521 Lancaster Avenue

Richmond, Kentucky 40475 USA

Mark E. Mendenhall

University of Tennessee, Chattanooga

615 McCallie Avenue

Chattanooga, Tennessee, 37405 USA

Richard L. Powers

011 BTC

Eastern Kentucky University

521 Lancaster Avenue

Richmond, Kentucky 40475 USA


Word count: 5710

Transnational Terrain:

“Ortsinn” and Global Career Development as a Driver of Emergent Strategies of Globalization

Introduction – Strategic International Human Resource Management (SIHRM) in Search of a Strategic Role

Researchers have been enthralled over the past decade with the promise of “strategic” international human resource management (SIHRM) (Wright, Snell & Dyer, 2005). Some authors argue that a direct link connecting corporate strategy with human resource management (HRM) models, processes and practices, is one of the major factors that distinguishes HRM from the field of personnel management (Brewster & Larsen, 2000: Chapter 1, Chapter 5; Jackson, 2002: Chapter 11). Yet, scholars have found that postulating prescriptive paths between strategy and patterns of HRM practices remains problematic. Beyond generalizations such as, “SIHRM must ‘fit’ or match corporate strategy,” or “generic strategies of defender, analyzer or prospector must be accommodated by bundles of SHRM practices,” or that “SHRM varies systematically with specific corporate level strategic control practices,” much remains to be understood regarding the complex relationship between strategy and HR practices in a global context (Brewster, Sparrow & Harris, 2005; Budhwar & Sparrow, 2002; Martin-Alcazar, et al., 2005: Scullion & Starkey, 2000).

In contrast, a wide range of scholars in the international strategy field have abandoned the strategic paradigms and assumptions of the last 30 years and are developing new models, perspectives and imagery to capture the complexities of consolidated global firms reacting to hypercompetitive environments (Bowman, Ward & Kakabadse, 2002: Hafsi & Thomas, 2005: Lamberg & Parvinen, 2003: Mintzberg, 1994; Rugman & Hodgetts, 2001). Research in this compelling yet dynamic field may be characterized as a veritable “Tower of Babel populated by strategic researchers” (Hafsi & Thomas, 2005: 511).
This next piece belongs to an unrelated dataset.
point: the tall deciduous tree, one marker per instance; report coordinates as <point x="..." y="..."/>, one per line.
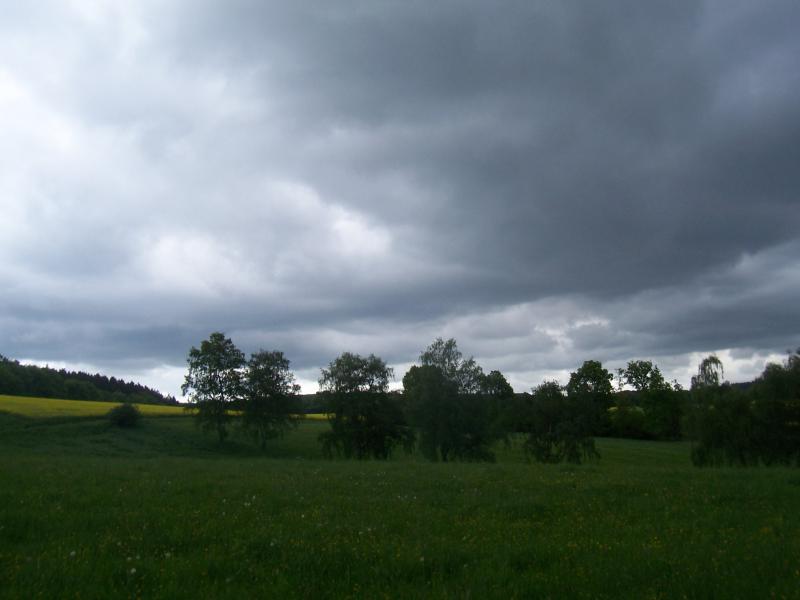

Some recent conceptualizations in the domain of global strategy may have useful implications for SHRM practice. Transnational approaches emphasize integrated differentiation and the tightly coordinated roles of global culture guru, regional mentor and local entrepreneur acting in concert to identify and disseminated innovations while balancing the dual perspectives of global standardization and local differentiation (Bartlett, Ghoshal & Beamish, 2008: 775-793; Ghoshal & Bartlett, 1997: 210-242). The actions of these actors produces “strategic movement” such that local entrepreneurs and regional mentors are as likely to initiate significant changes (innovations) in products, markets, functions and processes as are the global culture gurus operating out of corporate headquarters. Centralized command and control is thus replaced by integrated interdependence and reliance on a combination of “hard” (policies, procedures, job structures) and “soft” (cultural, role-based and normative) controls (Ghoshal & Bartlett, 1997: 299-318; Nohria & Ghoshal, 1997: 113-170). Interpersonal networks, social capital, competencies, and low and high tech shared integrative techniques are the decentralized control processes practiced in these types of firms.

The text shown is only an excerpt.